Combine the two-workers who care and who give little extra and management that recognizes and rewards these people-and you have a less crazy world.
Want to get a better job?
Do whatever you must to become a skilled communicator, no matter what your focus of expertise. Understand that this world-the one in which you seek better jobs-creates its own demands, and until and unless you understand these demands and are willing shift your own gears in order to accommodate them, your chances of finding true success are diminished.
Be able to put today's society into perspective with yesterday's times. In order to truly understand the society into which we were born, we must have some understanding of the events that went before us and that have shaped our present lives. By doing that, the way our own individual little worlds function becomes easier to understand.
A distinct error on the part of many people in today’s job market is to focus in narrowly on a specific job and not take the time to keep abreast of the profession or industry as a whole. I've been an editorial adviser to the Journal of Accountancy for a number of years. I wentthrough one issue and tabulated the different abbreviations and acronyms in it. There were many, and my guess is that half the professionals reading the magazine could not identify all of them.
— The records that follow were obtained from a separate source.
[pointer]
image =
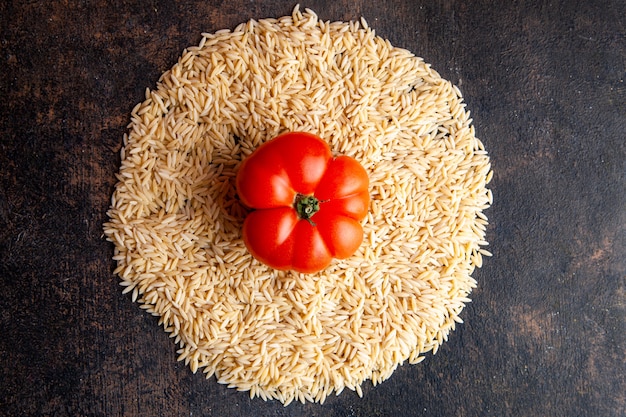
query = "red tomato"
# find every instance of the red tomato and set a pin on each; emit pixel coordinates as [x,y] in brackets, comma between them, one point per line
[308,204]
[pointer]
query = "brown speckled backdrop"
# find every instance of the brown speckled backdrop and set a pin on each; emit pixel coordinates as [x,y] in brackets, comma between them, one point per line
[545,84]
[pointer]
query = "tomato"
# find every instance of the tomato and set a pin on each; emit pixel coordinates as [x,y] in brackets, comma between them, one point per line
[307,205]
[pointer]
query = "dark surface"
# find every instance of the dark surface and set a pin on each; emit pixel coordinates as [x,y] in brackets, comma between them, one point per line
[545,85]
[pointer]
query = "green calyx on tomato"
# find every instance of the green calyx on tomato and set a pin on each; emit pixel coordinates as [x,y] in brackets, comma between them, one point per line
[307,205]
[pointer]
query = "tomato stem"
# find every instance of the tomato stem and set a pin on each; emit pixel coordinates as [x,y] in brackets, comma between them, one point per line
[306,206]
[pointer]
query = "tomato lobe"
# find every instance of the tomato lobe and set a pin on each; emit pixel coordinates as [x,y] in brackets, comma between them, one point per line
[307,205]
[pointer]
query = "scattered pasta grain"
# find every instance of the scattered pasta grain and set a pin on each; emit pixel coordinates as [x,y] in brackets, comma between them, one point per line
[175,219]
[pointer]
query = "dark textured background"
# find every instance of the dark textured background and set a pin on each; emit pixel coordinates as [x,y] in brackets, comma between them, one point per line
[545,335]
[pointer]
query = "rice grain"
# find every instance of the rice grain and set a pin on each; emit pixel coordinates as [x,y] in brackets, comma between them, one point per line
[175,219]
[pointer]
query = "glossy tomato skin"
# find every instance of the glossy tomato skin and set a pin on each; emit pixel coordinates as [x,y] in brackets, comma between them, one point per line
[281,171]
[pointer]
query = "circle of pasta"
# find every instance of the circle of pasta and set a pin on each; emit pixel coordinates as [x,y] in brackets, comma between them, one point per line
[175,218]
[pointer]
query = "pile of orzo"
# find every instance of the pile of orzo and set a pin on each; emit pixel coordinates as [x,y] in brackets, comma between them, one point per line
[175,218]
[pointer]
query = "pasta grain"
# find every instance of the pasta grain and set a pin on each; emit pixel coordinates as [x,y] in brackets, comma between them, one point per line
[175,218]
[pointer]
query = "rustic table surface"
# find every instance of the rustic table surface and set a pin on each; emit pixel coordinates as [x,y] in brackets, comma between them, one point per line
[545,334]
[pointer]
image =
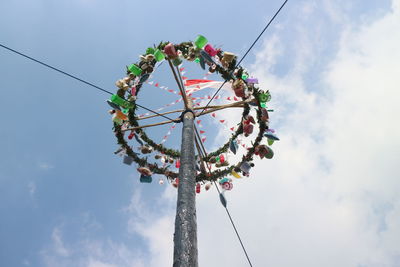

We see it every day-bright, talented, and well-educated men and women who are virtually ignorant of what is going on in their chosen field of work. An interview mentions a recent bit of legislation that directly affects the direction an industry will take. It has been in all the papers, and covered in-depth in that industry's tabulations. The job applicant stares back, a blank look on his or her face. Or major appointments have been made to new positions in industry associations, but the applicant isn't aware of this, and makes it painfully aware during the interview.
Adopt the attitude that the life you live is not a dress rehearsal. You have one life in which to achieve your personal and professional goals. Luck won't do it. Waiting for things to happen won't do it. Carrying negative attitudes to your job won't do it.
Celebrate this crazy world, and view it as filled with opportunity. Shelve the clichés, and ignore the fads. Learn how to pursue a better job. Approach job hunting and job advancement as a job in itself.